Treating Top Performers Differently?

Making the Case for Unequal Pay and Perks
Treating top performers the same as weaker ones is “strategic suicide,” say backers of a compensation revolution
By Michelle Conlin – Business Week

This article surprised me, not because of its content, but because this was considered a “new” idea. Maybe it is just the fact that I’ve been working in small startup companies in high tech for many years that makes me familiar with this. I’ve always recognized that there are a very small handful of employees that a company cannot live without. These are the employees that invariably get the biggest salaries, bonuses, and perks. As a manager these are the folks that you have to take care of.

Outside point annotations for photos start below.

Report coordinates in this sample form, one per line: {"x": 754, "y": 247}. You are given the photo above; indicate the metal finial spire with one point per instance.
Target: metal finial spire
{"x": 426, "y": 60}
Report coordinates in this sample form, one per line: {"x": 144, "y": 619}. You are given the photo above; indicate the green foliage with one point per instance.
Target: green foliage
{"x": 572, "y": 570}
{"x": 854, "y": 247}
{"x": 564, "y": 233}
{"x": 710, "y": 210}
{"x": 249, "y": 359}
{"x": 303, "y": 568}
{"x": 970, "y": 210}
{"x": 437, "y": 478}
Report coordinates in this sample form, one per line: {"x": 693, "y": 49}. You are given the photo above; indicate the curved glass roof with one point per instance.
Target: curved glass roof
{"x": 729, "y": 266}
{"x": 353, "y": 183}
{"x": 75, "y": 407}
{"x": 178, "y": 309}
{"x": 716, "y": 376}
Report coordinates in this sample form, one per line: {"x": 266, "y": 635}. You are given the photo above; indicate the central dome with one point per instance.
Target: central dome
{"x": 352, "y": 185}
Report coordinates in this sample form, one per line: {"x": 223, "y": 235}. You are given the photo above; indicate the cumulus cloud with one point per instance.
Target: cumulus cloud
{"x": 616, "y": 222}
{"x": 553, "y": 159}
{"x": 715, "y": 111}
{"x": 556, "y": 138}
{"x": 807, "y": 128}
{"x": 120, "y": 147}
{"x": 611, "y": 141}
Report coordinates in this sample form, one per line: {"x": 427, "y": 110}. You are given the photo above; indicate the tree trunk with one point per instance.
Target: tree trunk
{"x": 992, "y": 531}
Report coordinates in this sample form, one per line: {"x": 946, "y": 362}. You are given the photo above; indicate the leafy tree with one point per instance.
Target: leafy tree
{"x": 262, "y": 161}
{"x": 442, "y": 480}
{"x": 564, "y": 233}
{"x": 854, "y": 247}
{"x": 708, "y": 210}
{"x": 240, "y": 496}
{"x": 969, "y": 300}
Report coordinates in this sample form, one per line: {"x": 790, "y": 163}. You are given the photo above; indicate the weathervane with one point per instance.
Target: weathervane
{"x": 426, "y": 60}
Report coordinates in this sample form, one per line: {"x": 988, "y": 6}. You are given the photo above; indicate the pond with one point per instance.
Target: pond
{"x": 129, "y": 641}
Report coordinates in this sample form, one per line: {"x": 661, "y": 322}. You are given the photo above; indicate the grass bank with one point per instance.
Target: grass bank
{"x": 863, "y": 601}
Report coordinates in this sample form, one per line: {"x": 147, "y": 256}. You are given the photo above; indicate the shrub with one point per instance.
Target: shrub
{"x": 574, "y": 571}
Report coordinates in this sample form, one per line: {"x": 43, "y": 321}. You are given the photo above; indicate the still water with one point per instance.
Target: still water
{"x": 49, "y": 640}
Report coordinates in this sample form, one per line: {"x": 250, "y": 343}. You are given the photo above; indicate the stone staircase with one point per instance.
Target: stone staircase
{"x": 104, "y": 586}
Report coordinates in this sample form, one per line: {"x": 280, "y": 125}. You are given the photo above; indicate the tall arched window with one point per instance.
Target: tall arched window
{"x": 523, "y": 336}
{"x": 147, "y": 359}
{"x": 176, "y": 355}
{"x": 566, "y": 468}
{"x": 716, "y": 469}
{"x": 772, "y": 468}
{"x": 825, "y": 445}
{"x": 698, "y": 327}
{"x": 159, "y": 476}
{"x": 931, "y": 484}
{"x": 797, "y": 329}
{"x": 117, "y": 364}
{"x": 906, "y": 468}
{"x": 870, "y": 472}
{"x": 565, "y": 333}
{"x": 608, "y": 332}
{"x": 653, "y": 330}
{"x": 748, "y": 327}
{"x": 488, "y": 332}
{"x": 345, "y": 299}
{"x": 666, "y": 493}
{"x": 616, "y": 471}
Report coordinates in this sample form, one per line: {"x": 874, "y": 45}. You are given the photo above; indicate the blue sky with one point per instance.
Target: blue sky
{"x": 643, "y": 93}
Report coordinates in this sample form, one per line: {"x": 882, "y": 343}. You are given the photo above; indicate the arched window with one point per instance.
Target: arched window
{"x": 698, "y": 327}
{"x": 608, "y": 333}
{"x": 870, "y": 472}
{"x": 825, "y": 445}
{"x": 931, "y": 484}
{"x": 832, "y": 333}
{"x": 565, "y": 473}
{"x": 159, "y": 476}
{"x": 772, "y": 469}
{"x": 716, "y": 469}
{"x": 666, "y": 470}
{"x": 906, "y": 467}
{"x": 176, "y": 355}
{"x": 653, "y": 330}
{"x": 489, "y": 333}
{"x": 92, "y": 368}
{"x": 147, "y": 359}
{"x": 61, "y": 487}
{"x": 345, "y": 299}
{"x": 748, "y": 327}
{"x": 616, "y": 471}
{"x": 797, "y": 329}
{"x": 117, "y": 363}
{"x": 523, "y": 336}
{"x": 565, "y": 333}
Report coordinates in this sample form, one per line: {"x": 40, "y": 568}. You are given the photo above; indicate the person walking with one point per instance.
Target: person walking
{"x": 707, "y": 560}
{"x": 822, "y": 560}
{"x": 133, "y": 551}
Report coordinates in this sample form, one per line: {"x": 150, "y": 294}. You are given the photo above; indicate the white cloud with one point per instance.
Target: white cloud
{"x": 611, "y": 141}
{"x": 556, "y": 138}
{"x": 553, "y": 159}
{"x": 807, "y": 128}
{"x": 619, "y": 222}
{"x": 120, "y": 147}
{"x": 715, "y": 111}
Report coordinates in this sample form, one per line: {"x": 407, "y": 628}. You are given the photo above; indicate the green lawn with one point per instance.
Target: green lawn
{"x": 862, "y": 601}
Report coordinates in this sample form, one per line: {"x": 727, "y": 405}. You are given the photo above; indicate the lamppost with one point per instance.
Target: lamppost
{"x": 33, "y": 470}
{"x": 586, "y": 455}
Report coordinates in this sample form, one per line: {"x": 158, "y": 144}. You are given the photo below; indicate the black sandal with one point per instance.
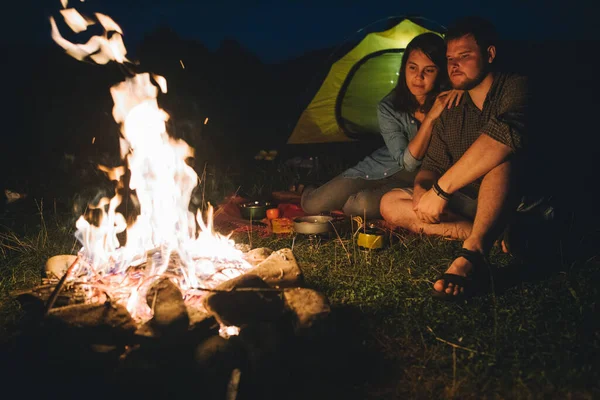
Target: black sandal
{"x": 476, "y": 281}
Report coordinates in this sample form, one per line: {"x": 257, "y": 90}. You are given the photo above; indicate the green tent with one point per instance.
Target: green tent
{"x": 345, "y": 107}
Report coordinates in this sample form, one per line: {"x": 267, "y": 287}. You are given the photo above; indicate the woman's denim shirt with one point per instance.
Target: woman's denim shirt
{"x": 397, "y": 129}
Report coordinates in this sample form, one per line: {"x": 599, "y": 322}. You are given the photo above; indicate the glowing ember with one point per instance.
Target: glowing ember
{"x": 165, "y": 240}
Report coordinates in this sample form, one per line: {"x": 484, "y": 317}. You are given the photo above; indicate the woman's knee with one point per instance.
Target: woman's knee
{"x": 363, "y": 204}
{"x": 395, "y": 204}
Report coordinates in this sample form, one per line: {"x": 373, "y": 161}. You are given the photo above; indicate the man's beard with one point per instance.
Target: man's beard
{"x": 472, "y": 83}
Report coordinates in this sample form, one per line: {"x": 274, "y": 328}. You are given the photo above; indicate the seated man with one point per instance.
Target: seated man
{"x": 466, "y": 187}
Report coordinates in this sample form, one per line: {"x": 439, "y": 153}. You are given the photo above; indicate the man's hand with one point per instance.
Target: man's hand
{"x": 430, "y": 207}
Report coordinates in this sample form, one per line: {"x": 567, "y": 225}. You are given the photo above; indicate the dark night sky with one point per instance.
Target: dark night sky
{"x": 278, "y": 30}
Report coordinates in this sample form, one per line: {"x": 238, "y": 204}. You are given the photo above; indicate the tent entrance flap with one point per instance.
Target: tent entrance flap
{"x": 366, "y": 84}
{"x": 345, "y": 106}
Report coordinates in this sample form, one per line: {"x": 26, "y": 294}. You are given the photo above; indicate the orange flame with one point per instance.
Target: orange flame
{"x": 165, "y": 239}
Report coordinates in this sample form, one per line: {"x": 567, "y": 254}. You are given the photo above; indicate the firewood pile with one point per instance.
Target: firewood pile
{"x": 99, "y": 347}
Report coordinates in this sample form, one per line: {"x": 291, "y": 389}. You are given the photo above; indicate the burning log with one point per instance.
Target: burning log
{"x": 280, "y": 270}
{"x": 170, "y": 313}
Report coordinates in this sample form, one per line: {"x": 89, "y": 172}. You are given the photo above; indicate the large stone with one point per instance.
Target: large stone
{"x": 102, "y": 323}
{"x": 279, "y": 270}
{"x": 256, "y": 256}
{"x": 57, "y": 266}
{"x": 242, "y": 301}
{"x": 308, "y": 306}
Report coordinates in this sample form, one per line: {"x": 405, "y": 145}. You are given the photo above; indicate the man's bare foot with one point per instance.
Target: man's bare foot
{"x": 460, "y": 266}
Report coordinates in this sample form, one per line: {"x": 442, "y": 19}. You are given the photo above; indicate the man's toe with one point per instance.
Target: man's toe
{"x": 439, "y": 285}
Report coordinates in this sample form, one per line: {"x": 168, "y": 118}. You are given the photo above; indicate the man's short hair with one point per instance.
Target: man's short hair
{"x": 482, "y": 30}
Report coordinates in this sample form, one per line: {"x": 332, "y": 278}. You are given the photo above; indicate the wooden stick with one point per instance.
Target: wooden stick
{"x": 59, "y": 287}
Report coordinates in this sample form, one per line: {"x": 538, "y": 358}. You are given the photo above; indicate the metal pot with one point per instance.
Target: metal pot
{"x": 254, "y": 210}
{"x": 372, "y": 239}
{"x": 313, "y": 224}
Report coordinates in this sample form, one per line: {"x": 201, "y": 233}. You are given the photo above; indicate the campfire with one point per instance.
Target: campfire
{"x": 162, "y": 274}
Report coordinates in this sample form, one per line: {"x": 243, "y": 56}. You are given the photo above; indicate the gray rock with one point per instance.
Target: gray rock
{"x": 239, "y": 307}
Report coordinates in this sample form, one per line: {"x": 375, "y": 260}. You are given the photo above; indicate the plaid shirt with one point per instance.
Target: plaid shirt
{"x": 502, "y": 118}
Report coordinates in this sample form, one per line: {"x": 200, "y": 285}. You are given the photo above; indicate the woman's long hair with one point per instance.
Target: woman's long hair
{"x": 432, "y": 46}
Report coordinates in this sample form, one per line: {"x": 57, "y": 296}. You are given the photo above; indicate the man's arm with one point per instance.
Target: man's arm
{"x": 500, "y": 137}
{"x": 484, "y": 155}
{"x": 423, "y": 182}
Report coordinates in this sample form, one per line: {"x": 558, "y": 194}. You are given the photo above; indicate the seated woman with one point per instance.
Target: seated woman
{"x": 406, "y": 117}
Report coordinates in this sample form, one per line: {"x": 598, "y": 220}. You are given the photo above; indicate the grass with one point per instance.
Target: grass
{"x": 533, "y": 337}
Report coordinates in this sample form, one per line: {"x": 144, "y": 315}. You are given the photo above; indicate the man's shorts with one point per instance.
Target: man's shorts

I know that during the dotcom bubble everyone received big pay raises. If your company didn’t value you as much as you liked – all you had to do was go somewhere else. If you worked for a large company with a big bankroll you likely held onto that big salary increase during the downdraft. If you were an under performer at a small company and you were overpaid you invariably were laid off. It probably took you a while to find another job, and you probably took a pretty good pay cut. If you were a top employee you either were held onto at all costs, or if your company shut down one of your many contacts snapped you up – and not at a bargain price.

I suspect this article really is targeting larger companies that typically have had large HR organizations who flattened salaries to average toward the market mid-point.